Instance level proxy is closely coupled with a single active record. For example it generate the data from the record for storage.
Class level proxy handles higher level commands, such as search or import.
On the official readme, you wil see
the most simple setup is to include the model module like this.
By doing so, we gain all the search functionalities.
the __es__ methods will become available on both the class level and instance level.
The class level _es_ method, would return ClassMethodProxy
And instance level es method would return instanceMethodProxy
The proxy both points back to the source using the `target` method.
We call all search related functionalities through thess proxies
Here I'll use indexing as a exmaple to show how the gem works.
When an issue is created, what will happen behind the scenes?
Previously we included the `callback` module,
which will setup 3 after_commit callbacks
for create/udpate and delete
Since we are creating a record
the first callback is triggered. It calls the proxy's index_document method
The index_docoument will first prepare the data for indexing.
Here at point 1 we see it calls as indexed json method.
By default this method would serialize all the attributes.
Then a client is used to send this data to the server.
at this point, everything is done.
But someitmes we don't necessarily want every attribute
to be searchable.
We might only want to search title.
Here we can override the default by defining our own
as_indexed_json in our model.
Just return a hash of things we need indexed.
The method name __elasticsearch__ is very long.
Typing it all the time is tiresome.
es rails also provides convenience methods to bypass this.
A few of the the methods are delegated to the proxy objects.
So now we can just type book.search directly.
proxies are consisted of many modules. This means we can cherrypick only the things we need
Proxy itself uses a client to send http requests to the server.
By default, all proxies share the same client
which is just a Faraday client.
The client will have the information on
where it can find the server, such as the url or the port.
as a summary, the simple setup gives us two methods to access the proxy object,
and from there we can talk to the server.
In GitLab we use Elasticsearch in slightly different way.
Until last year, we had issues reindexing stuffs.
Everytime we reindex, it would take as long as a week to do.
During this time, search results will be incomplete.
yet we require re-indexing since we do change data schema from time to time.
so our goal was to allow zero downtime search
when data schema changes
The development path was decided to allow multiple versions of search code to co-exist at the same time.
and we determine which version to call at run time.
We used to put all snippet related search logic
in the snippet search module, which is included by Snippet model.
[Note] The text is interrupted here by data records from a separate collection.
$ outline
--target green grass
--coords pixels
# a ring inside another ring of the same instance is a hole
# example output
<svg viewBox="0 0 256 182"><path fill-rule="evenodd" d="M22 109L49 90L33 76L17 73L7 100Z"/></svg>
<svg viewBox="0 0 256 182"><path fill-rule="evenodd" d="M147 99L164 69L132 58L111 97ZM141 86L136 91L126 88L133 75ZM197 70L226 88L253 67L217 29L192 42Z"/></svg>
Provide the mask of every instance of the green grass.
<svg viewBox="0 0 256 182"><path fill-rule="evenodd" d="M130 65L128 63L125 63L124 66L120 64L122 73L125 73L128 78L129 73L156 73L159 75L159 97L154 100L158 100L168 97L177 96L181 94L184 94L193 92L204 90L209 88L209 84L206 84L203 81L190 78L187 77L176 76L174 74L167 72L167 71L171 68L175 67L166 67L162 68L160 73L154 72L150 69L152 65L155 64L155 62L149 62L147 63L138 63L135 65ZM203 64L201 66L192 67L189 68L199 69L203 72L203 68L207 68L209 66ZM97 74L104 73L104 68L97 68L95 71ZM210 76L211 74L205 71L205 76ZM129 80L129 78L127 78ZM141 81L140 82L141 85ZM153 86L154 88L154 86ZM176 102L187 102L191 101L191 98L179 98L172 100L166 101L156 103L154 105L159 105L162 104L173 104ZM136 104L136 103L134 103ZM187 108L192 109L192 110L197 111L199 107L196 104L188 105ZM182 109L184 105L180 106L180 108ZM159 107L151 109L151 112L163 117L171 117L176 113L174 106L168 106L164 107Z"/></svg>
This is less flexible if we want to have mutiple versions.
On the other hand, using classes and objects is very suitable for this kind of task
To keep things dry
we also extract the common logic into a super class
we have a switchboard
which would redirect commands to the desired version
Recall earlier, in the simplest setup, `__es__` would take us from the record to the proxy.
Now we can have `__es__` take us to a switch board, which would then forward calls to the correct version class.
at the time I named the switchboard classes like this,
which is kind of wordy now
The name of the switchboards are
Not great names. I didn't have a good name when I wrote these.
So how is the table represented in code?
The `generate_forwarding` class method is responsible
for setup method forwarding at boot time.
let's look at the first step.
for each method in methods_for_all_write_targets
we call `forward_to_all_write_targets`
This would dynamically define a method,
to call each writing targets. (as indicated by the circle 2)
Lastly, we collect all the responses.
We return the unsuccessful one if it exists,
otherwise the call is considered successful
That's for write operations.
For read operations, we only need to forward that to one version which is in sync.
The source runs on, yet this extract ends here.